Private Detektive oder staatliche Überwacher?
02. Mai 2006, 23:43Versicherungen und einige Gemeinden setzen Detektive ein, um betrügerische Bezüge aufzudecken. Wer soll in Zürich den Missbrauch von Fürsorgegeldern untersuchen?

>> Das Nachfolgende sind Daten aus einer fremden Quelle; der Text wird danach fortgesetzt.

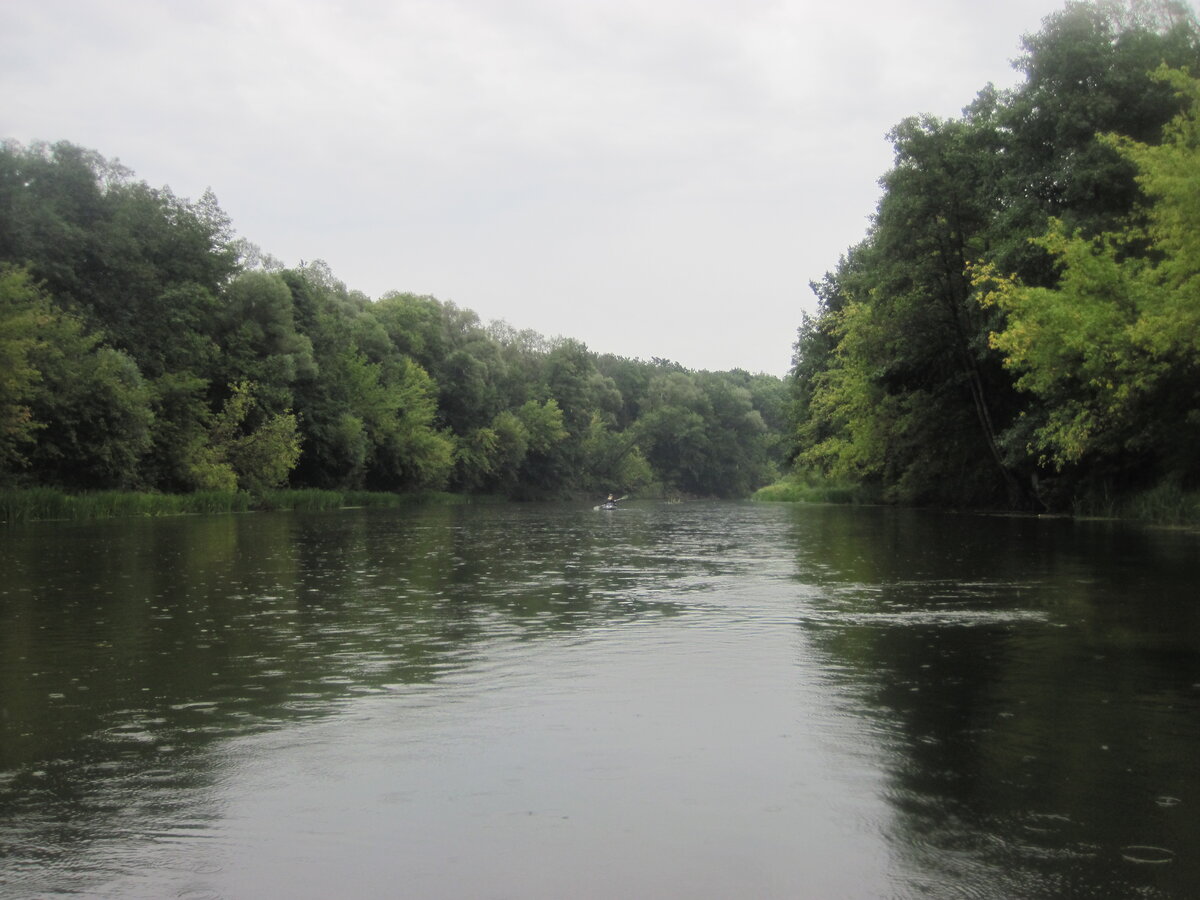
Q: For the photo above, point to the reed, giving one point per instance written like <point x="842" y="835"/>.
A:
<point x="809" y="489"/>
<point x="29" y="504"/>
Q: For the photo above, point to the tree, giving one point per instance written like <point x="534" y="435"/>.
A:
<point x="1113" y="351"/>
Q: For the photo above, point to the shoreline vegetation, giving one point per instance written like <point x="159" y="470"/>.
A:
<point x="1019" y="330"/>
<point x="1164" y="504"/>
<point x="41" y="504"/>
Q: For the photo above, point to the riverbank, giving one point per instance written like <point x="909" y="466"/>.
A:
<point x="33" y="504"/>
<point x="1163" y="504"/>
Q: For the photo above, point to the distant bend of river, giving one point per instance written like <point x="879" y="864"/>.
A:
<point x="701" y="700"/>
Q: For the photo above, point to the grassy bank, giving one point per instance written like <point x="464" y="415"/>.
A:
<point x="29" y="504"/>
<point x="810" y="489"/>
<point x="1165" y="504"/>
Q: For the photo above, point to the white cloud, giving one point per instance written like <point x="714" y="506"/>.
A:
<point x="654" y="179"/>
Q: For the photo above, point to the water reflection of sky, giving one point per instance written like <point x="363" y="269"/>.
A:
<point x="703" y="699"/>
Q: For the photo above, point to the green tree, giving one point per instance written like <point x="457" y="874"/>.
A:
<point x="1113" y="352"/>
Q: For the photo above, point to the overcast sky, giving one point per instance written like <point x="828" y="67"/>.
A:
<point x="655" y="178"/>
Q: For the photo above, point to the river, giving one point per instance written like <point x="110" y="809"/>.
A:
<point x="699" y="700"/>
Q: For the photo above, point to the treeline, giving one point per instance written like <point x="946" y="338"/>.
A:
<point x="1021" y="324"/>
<point x="143" y="346"/>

Von Peter Johannes Meier und Stefan Hohler
Was in der Stadt Zürich heiss diskutiert wird - der Einsatz von Privatdetektiven bei Missbrauch von Fürsorgeleistungen -, praktizieren Versicherungen seit Jahren: Bei Verdacht auf Betrug beauftragen sie Privatdetektive, die Leistungsbezüger zu observieren. Doch die Überwachungen sind arbeitsintensiv und teuer. Die Zürich-Versicherung rechnet mit mindestens 7500 Franken für eine Personenüberwachung. Darum würden sie nur sehr selten durchgeführt: etwa 50- bis 60-mal pro Jahr. Im ähnlichen Rahmen bewegen sich die Zahlen bei der Winterthur-Versicherung. Der Einsatz von Privatdetektiven ist an zwei Voraussetzungen geknüpft: ein Schadensfall mit hohen finanziellen Ansprüchen und klare Verdachtsmomente für ein kriminelles Vorgehen.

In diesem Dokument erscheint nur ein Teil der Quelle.